Another clue comes from this Stack Exchange post, which explains that Arduino’s loop() overhead is so modest as to be more or less negligible. By constrast – and again I’m guessing – the spark core’s overhead is far expensive enough (presumably in support of its WiFi comms), that in some cases it becomes meaningful relative to the time per typical loop().
Of course, when all the evidence is summarized like this, the likely culprits suggest themselves. But piecing it all together took me many, many, hours. In my opinion, today’s documentation doesn’t adequately (if at all) explain these behaviors, which come and go with small and seemingly arbitrary changes, and which tend to manifest in ways that obscure rather than identify what’s really going on.
So I think it would be better if the official documentation pointed out the gotchas more clearly.
Medium-Term Recommendation: Fix the Bug
I realize that some people will dispute whether these behaviors constitute a “bug”. So as evidence, let me offer the AccelStepper library for Arduino. AccelStepper improves on the standard Arduino IDE Stepper library in a variety of ways, and is by Arduino standards astonishingly well-documented. In my experience, AccelStepper is f***ing awesome. It’s not perfect, but honestly it’s beautiful.
So you can imagine my disappointment – and confusion – when my efforts to port AccelStepper to the Spark core failed miserably. I changed “Arduino.h” to “application.h” (aside: had to dig deeper for that one than seems reasonable), and I was careful to use the right GPIO pins for my various needs. But it just doesn’t work. Among other things, steppers controlled by AccelStepper are way too slow on a Spark core – much, much slower than the same code running on a dumb, slow Arduino.
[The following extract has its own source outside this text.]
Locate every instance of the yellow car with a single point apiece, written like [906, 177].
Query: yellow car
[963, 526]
Why? Until a few hours ago, I was stumped. But now I think I get it: unlike most other stepper-controlling software, AccelStepper employs an architecture centered on frequent calls to a certain administrative function called run(). The documentation advises sketches to call run() as frequently as possible so as to ensure that the controlled motor is stepped at just the right time, accelerating and decelerating, bobbing and weaving, etc. It really is something. But now I strongly suspec that AccelStepper commonly employs some very brief delays, by which the Spark core’s loop() overhead is by comparison material. So everything gets screwed up.
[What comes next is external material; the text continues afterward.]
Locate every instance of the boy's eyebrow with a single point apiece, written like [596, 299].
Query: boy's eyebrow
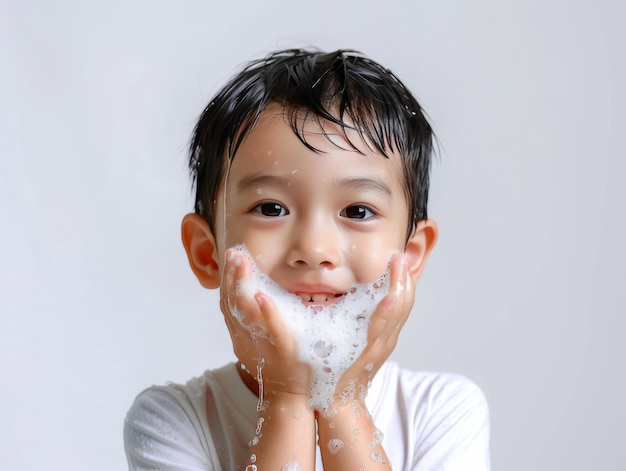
[352, 183]
[365, 183]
Because this reliance on frequent calls to run() lies at the heart of the AccelStepper library’s software design, porting the library to the Spark core is quite non-trivial. I’m certainly not going to do it. Instead, to migrate from Arduino to the Spark core, I’m going to abandon AccelStepper and either substantially modify some other stepper library, or write my own from scratch.
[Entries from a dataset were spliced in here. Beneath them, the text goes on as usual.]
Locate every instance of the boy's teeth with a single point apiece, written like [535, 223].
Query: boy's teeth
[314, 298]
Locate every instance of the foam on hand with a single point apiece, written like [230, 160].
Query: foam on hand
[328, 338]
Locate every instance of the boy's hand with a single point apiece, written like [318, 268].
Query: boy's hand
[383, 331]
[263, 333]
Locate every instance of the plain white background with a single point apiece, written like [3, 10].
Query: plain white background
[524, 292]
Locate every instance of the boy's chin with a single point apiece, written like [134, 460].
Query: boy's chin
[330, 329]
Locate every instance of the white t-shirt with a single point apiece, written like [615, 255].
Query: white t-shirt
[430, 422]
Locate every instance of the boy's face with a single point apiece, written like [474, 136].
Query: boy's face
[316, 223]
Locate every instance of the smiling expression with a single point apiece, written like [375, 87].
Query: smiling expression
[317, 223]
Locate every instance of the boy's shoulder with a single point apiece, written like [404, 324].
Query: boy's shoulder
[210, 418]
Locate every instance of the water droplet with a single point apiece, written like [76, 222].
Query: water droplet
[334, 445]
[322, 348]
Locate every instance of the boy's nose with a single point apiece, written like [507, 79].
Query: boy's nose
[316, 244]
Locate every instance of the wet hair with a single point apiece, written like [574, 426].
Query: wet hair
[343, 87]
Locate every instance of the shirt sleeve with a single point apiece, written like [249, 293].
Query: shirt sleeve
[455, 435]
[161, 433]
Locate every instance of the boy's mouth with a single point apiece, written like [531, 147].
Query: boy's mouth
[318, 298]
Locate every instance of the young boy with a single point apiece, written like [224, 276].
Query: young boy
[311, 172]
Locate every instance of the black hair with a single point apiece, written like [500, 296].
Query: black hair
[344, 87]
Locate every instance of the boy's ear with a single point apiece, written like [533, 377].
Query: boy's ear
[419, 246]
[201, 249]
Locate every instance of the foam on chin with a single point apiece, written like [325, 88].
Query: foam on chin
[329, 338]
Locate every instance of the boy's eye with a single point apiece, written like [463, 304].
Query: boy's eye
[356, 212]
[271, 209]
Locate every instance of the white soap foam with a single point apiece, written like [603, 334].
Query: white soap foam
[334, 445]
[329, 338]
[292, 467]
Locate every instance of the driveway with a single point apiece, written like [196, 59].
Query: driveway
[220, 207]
A big part of the Spark core’s value proposition is that it’s Arduino-compatible, i.e.: code written for Arduino will run on the Spark with little or no modifications. As far as AccelStepper goes, that’s just plain untrue.
Whether AccelStepper is common or rare I don’t know. But it sure feels like a bug to me.
But if All This Is too Much Trouble…
Maybe we can still blame the whole thing on some silly noob and his flaky home WiFi network.